Referrals is best used as a trend monitor, not as a complete ROI number. It only counts users who click directly from an AI platform to your site (and, for revenue, only those who convert within the tracked session).
Referrals uses your Google Analytics integration. If you haven’t selected a property yet, you’ll see an empty state prompting you to link/select one.
  1. Go to Website → Referrals
  2. Click Select property
  3. Choose the GA4 property you want Meridian to use
Once linked, Meridian will start showing AI-platform sessions and (if available) revenue.

Referrals view (click-through sessions)

The Referrals view shows sessions where GA attributes the session source to an AI platform domain (e.g., ChatGPT, Perplexity, CoPilot, etc.).

What you see

  • Total referrals for the selected time range
  • Breakdown by platform (ChatGPT, Perplexity, Copilot, Grok, etc.) with period-over-period deltas
  • A trend chart so you can see changes over time
  • Recent Visits, including landing page, device, country, and engagement (helpful for debugging and optimization)

How teams use this

  • Identify which AI platforms are driving the most click-through traffic.
  • Identify the landing pages AI users hit most often, then improve those pages (clear value prop, FAQs, comparison criteria, internal linking).
  • Use week-over-week changes to validate whether your AI visibility work is translating into more inbound sessions.

Practical example

If you publish a “Best basketball shoes” guide and then see:
  • more ChatGPT referrals over the next week,
  • and more sessions landing on that guide URL,
that is a strong directional signal the work is paying off.

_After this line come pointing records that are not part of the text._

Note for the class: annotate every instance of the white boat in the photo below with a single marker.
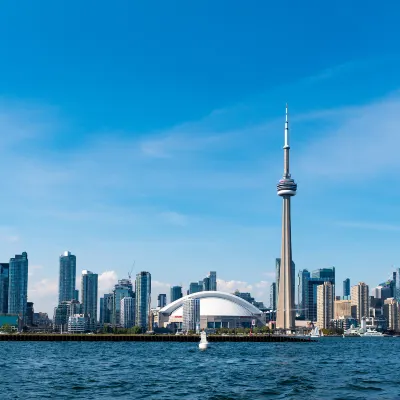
(352, 332)
(315, 332)
(203, 345)
(371, 333)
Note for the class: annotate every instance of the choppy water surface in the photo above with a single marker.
(333, 368)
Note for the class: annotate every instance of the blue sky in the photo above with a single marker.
(153, 132)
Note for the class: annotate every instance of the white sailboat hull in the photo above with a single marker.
(203, 345)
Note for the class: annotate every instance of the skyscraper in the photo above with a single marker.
(4, 279)
(360, 301)
(89, 287)
(272, 296)
(396, 275)
(391, 313)
(66, 286)
(143, 297)
(213, 280)
(324, 305)
(286, 189)
(106, 307)
(346, 289)
(176, 293)
(304, 276)
(122, 289)
(127, 312)
(161, 300)
(327, 274)
(18, 285)
(191, 314)
(342, 309)
(195, 287)
(277, 274)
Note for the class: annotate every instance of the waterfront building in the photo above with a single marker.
(161, 300)
(272, 296)
(63, 311)
(304, 276)
(342, 309)
(346, 289)
(277, 274)
(324, 305)
(143, 299)
(77, 323)
(29, 313)
(122, 289)
(391, 313)
(396, 276)
(4, 282)
(213, 280)
(42, 321)
(106, 308)
(128, 312)
(176, 293)
(343, 323)
(12, 320)
(217, 310)
(310, 304)
(327, 274)
(18, 286)
(379, 323)
(67, 278)
(360, 301)
(195, 287)
(89, 287)
(382, 292)
(250, 299)
(191, 314)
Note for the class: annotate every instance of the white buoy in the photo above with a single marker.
(203, 345)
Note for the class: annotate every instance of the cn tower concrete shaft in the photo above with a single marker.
(285, 315)
(285, 312)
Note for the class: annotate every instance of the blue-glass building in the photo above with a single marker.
(304, 276)
(143, 298)
(176, 293)
(4, 279)
(121, 290)
(67, 278)
(346, 288)
(89, 285)
(18, 286)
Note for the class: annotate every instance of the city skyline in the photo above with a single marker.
(144, 149)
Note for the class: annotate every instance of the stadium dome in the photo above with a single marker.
(217, 310)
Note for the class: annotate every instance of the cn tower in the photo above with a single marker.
(286, 189)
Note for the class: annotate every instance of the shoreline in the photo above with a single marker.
(146, 338)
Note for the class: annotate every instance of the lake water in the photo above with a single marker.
(333, 368)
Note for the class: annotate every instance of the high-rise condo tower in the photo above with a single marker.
(286, 189)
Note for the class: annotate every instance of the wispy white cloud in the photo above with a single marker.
(363, 146)
(174, 218)
(369, 225)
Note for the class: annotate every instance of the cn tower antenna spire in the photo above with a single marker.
(287, 187)
(287, 129)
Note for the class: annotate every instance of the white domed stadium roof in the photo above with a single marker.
(214, 303)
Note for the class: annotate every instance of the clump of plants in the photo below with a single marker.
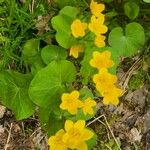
(87, 40)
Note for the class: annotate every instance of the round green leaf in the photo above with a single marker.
(62, 25)
(53, 52)
(129, 42)
(146, 1)
(14, 93)
(131, 10)
(50, 82)
(31, 50)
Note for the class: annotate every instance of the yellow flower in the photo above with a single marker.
(56, 143)
(96, 8)
(101, 60)
(100, 41)
(97, 25)
(104, 81)
(88, 105)
(111, 96)
(74, 51)
(78, 28)
(71, 102)
(76, 135)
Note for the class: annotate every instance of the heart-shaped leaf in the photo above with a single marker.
(131, 9)
(50, 82)
(62, 25)
(146, 1)
(14, 93)
(129, 42)
(53, 52)
(31, 50)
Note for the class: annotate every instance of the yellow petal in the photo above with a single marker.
(73, 110)
(64, 96)
(75, 50)
(82, 146)
(79, 125)
(96, 8)
(68, 125)
(87, 134)
(100, 41)
(78, 28)
(75, 94)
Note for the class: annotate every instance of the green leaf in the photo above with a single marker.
(64, 3)
(131, 10)
(86, 70)
(31, 50)
(62, 25)
(37, 65)
(53, 52)
(127, 43)
(92, 142)
(50, 82)
(146, 1)
(50, 121)
(85, 93)
(14, 93)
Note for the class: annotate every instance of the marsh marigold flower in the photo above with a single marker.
(112, 96)
(75, 50)
(78, 28)
(104, 80)
(76, 135)
(56, 143)
(96, 9)
(100, 41)
(88, 105)
(71, 102)
(97, 25)
(101, 60)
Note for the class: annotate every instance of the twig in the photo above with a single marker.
(111, 132)
(8, 138)
(94, 120)
(108, 126)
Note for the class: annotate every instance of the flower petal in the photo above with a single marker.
(68, 125)
(79, 125)
(87, 134)
(82, 146)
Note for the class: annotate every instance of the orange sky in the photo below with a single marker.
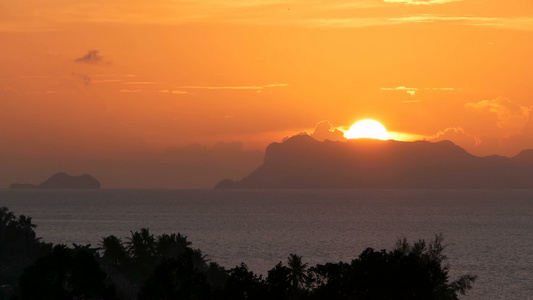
(94, 81)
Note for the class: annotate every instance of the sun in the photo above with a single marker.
(367, 129)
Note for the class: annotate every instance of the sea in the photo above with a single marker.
(488, 233)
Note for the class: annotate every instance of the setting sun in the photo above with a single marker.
(367, 129)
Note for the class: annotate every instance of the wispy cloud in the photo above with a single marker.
(408, 90)
(457, 134)
(511, 116)
(141, 83)
(86, 79)
(92, 57)
(176, 92)
(412, 90)
(420, 2)
(253, 87)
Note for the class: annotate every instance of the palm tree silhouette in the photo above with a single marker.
(141, 245)
(298, 271)
(113, 250)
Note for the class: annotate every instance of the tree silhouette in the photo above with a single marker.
(298, 271)
(243, 284)
(114, 251)
(141, 245)
(65, 274)
(19, 247)
(177, 278)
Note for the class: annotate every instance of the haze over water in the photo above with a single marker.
(488, 233)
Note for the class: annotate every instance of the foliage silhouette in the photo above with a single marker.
(177, 278)
(65, 274)
(19, 247)
(167, 267)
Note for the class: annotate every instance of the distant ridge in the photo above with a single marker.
(62, 180)
(302, 162)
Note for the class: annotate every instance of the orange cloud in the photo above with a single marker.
(92, 57)
(511, 116)
(324, 131)
(420, 2)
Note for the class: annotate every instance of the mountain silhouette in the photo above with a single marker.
(62, 180)
(302, 162)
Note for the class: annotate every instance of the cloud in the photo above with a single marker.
(92, 57)
(323, 131)
(410, 91)
(420, 2)
(457, 135)
(253, 87)
(86, 79)
(140, 83)
(176, 92)
(511, 116)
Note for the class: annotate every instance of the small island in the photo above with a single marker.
(62, 180)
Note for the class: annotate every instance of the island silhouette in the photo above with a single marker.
(62, 180)
(301, 162)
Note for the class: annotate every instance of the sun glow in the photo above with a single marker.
(367, 129)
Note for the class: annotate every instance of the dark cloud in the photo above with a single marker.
(323, 131)
(92, 57)
(83, 77)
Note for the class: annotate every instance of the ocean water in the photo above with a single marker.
(488, 233)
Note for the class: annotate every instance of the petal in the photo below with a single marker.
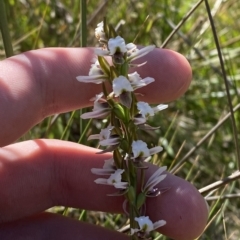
(122, 185)
(160, 107)
(91, 79)
(94, 136)
(141, 52)
(101, 181)
(149, 186)
(101, 171)
(109, 142)
(101, 52)
(157, 173)
(101, 113)
(155, 150)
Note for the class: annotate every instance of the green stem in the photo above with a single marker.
(5, 31)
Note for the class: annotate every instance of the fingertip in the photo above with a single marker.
(182, 207)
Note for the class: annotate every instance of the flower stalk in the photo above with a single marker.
(126, 170)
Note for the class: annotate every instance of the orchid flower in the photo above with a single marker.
(95, 75)
(146, 111)
(156, 178)
(105, 137)
(115, 180)
(140, 149)
(100, 110)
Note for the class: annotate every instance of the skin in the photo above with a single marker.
(38, 174)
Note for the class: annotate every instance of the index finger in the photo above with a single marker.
(39, 83)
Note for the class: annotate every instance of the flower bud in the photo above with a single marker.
(141, 198)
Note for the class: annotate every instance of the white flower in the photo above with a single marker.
(156, 178)
(137, 82)
(140, 149)
(108, 168)
(100, 110)
(117, 45)
(105, 137)
(121, 84)
(137, 53)
(95, 75)
(146, 225)
(146, 111)
(115, 180)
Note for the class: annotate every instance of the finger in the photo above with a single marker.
(53, 226)
(52, 172)
(43, 82)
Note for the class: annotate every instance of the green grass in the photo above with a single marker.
(35, 24)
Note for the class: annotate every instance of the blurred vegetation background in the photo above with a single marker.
(195, 149)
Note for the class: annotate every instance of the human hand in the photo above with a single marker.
(38, 174)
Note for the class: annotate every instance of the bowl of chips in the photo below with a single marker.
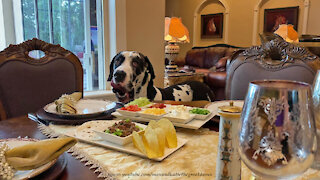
(157, 136)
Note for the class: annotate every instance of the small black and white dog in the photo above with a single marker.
(131, 76)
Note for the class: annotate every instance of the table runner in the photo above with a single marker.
(195, 160)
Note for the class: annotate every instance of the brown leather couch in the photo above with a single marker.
(211, 61)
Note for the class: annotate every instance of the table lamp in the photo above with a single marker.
(287, 32)
(175, 32)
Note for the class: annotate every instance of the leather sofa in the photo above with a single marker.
(211, 61)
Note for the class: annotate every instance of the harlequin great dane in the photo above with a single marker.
(131, 76)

Important nuance: this undercounts AI influence

Referrals is click-through tracking, not “total influence.” It only counts sessions where someone:
  1. Sees a recommendation in an AI platform, and then
  2. Clicks through to your site in that moment (so GA records the referrer domain like chatgpt.com or perplexity.ai).
A lot of AI-influenced journeys will not show up here, for example:
  • The user gets a recommendation in AI, then Google searches your brand and clicks a search result.
  • The user reads the AI answer, leaves, and comes back later via direct, a bookmark, or another device.
  • The user shares your brand with someone else, who then visits via a different channel.

How big is the gap (roughly)?

Public research strongly suggests direct clicks are a small fraction of “people who saw an AI answer.” Practical takeaway: It is normal for GA to capture only a small fraction of AI exposure. Use Referrals to monitor directional trend (up/down by platform and by landing page), not as a complete ROI number.
A helpful mental model: “Referrals = minimum measurable click-through.”It is a lower bound on AI impact, because it only counts immediate clicks that preserve the AI referrer.

Revenue view (optional)

If your GA4 property tracks revenue and ecommerce events, you can switch to the Revenue view. Revenue view showing revenue from AI search and platform breakdown

What you see

  • Total Revenue, Orders, AOV, and Conversion Rate for the selected period
  • Revenue from AI search (revenue attributed to sessions referred from AI platforms)
  • A trend chart and Revenue by Platform table (which platforms are driving the tracked revenue)

When this is most useful

  • You want directional evidence that AI referrals are not just visits, but also producing conversions.
  • You want to compare which platforms drive higher conversion rates or AOV.
This “AI revenue” is a lower bound. It captures only conversions that happen in the measured click-through session (or attribution window configured in GA), and it will miss many “view-through” journeys where AI influenced the buyer but GA credits another channel later.